# Ground balls and Knuckle heads

A case for Eckstein's defense

Well, a whole winter has gone by, and almost all of spring training, and yet we're still hearing people complain about David Eckstein's alleged defensive deficiencies, not just from FOX or TSN, but from Cardinal fans, who you'd think would know better.

So once again, I present to you the analysis I did in the pre-Scout.com days, taking a look at just why David Eckstein had such a low Range Factor (RF) in 2004 compared to the dearly departed Edgar Renteria.

I decided to check the GO/AO (ground ball and fly ball) rates and also the strikeout (K) rates for the Cardinals' and Angels' pitching staffs. The results were a little startling - Renteria had about 22% more fielding opportunities than Eckstein, but a RF only 15% higher than Eck's. Here's how it worked:

Sorting the GO/AO ratio does indeed show the Cards at the top at 1.47 GO per AO, followed by the Braves at 1.37, the Diamondbacks at 1.36, and the Rockies at 1.34.

Seattle was the worst at 0.90; the Angels and Devil Rays were tied for second-worst at 1.01.

I'm presuming that these figures alone wouldn't be enough to determine the exact formula; you'd need to also calculate the GO/AO per 9 innings pitched rate.

To do that, we check the innings pitched (IP) totals and see that the Cards were 10th in MLB with 1453 2/3 IP; the Angels were 9th at 1454 1/3 - so Angel pitchers only pitched 2/3 of an inning more than Card pitchers - which is a difference of just 0.046% - completely negligible for our purposes.

Then, we need to check the strikeouts. We can dispense with K's per 9 IP, since the two teams' IP rates are so close.

And we see that the Angel pitchers had 1164 strikeouts (3rd in the majors) to the Card pitchers' 1041 (16th in the majors).
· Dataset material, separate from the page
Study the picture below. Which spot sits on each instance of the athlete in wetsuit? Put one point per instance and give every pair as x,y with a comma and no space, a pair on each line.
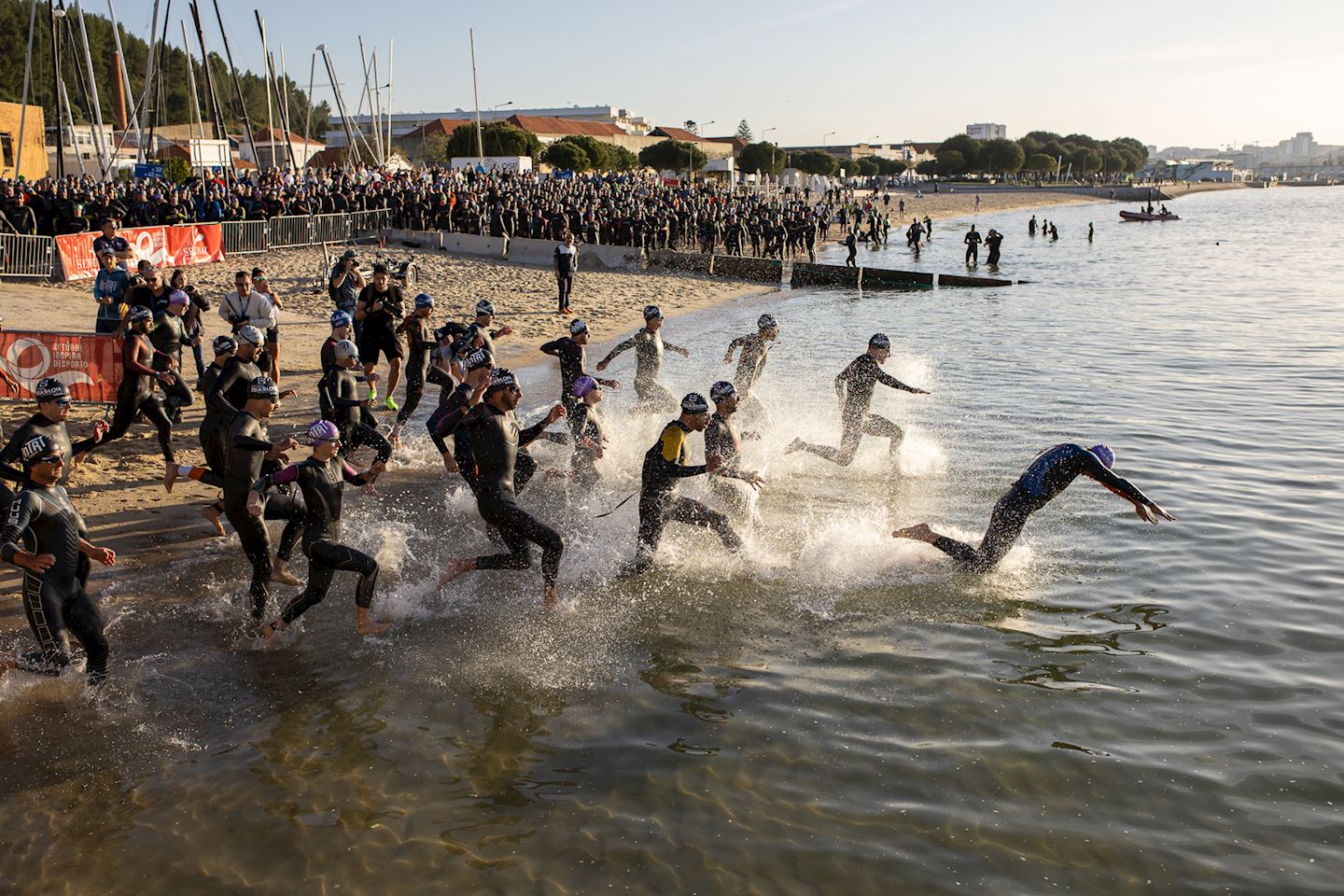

That's a difference of 153.

OK.

Taking the IP rates, we can calculate that Cardinal pitchers recorded 4361 outs and the Angel pitchers recorded 4363 outs.

Subtract the K's and we get 3320 non-K outs for Card pitchers, and 3199 non-K outs for Angel pitchers.

As a further refinement, eliminate the extra outs gained by double plays (DP) - the Cards turned 154 DP's (11th place in MLB) and the Angels 126 (third worst in the majors), and we get 3166 non-K-or-DP outs for Cards pitchers; 3073 non-K-or-DP outs for Angel pitchers.

Take the 1.47 and 1.01 ratios for GO/AO, and we get:

Card pitchers recorded 1886 outs by GO and 1280 outs by AO.

Angel pitchers recorded 1545 outs by GO and 1508 outs by AO.

That means Card pitchers recorded 22% more ground outs than did Angel pitchers.

So what?

Well... Renteria had a 4.41 RF to Eckstein's 3.83. That's only 15% better than Eckstein; given the 22% advantage the Cards had over the Angels in terms of ground outs, Renteria *should* have had a RF of 4.67 to Eck's 3.83; or Eck should have only had a 3.44 RF to be 22% below Renteria.

In other words, thus, the combination of the Angels' staff being more of a fly out/strike out pitching staff should have reduced Eckstein's RF by 22% for him to be comparable to Edgar Renteria. Since his actual RF was only 15% below Edgar's; the implication is that on the same neutral staff, Eckstein's RF is actually *better* than Edgar's - at least for 2004 - and that his moving to the Cards, a relatively low-K, low-AO, high GO staff, could result in an RF as high as 4.67 - a 5.9% improvement over Renteria's RF for 2004.

Considering that Edgar's highest RF as a Cardinal was 4.66 (in 2001; he's been at 4.28, 4.15, and 4.41 since then), it does mean we could actually see a slight improvement in 2005 with Eck instead Edgar at SS.

But he's got a ways to go to catch Ozzie - I don't see the numbers at MLB.com's site, but I seem to recall one of the old Bill James Abstracts calculating Ozzie's top RF at around 6.15 (!!) in 1980, the year he set the assists record in San Diego.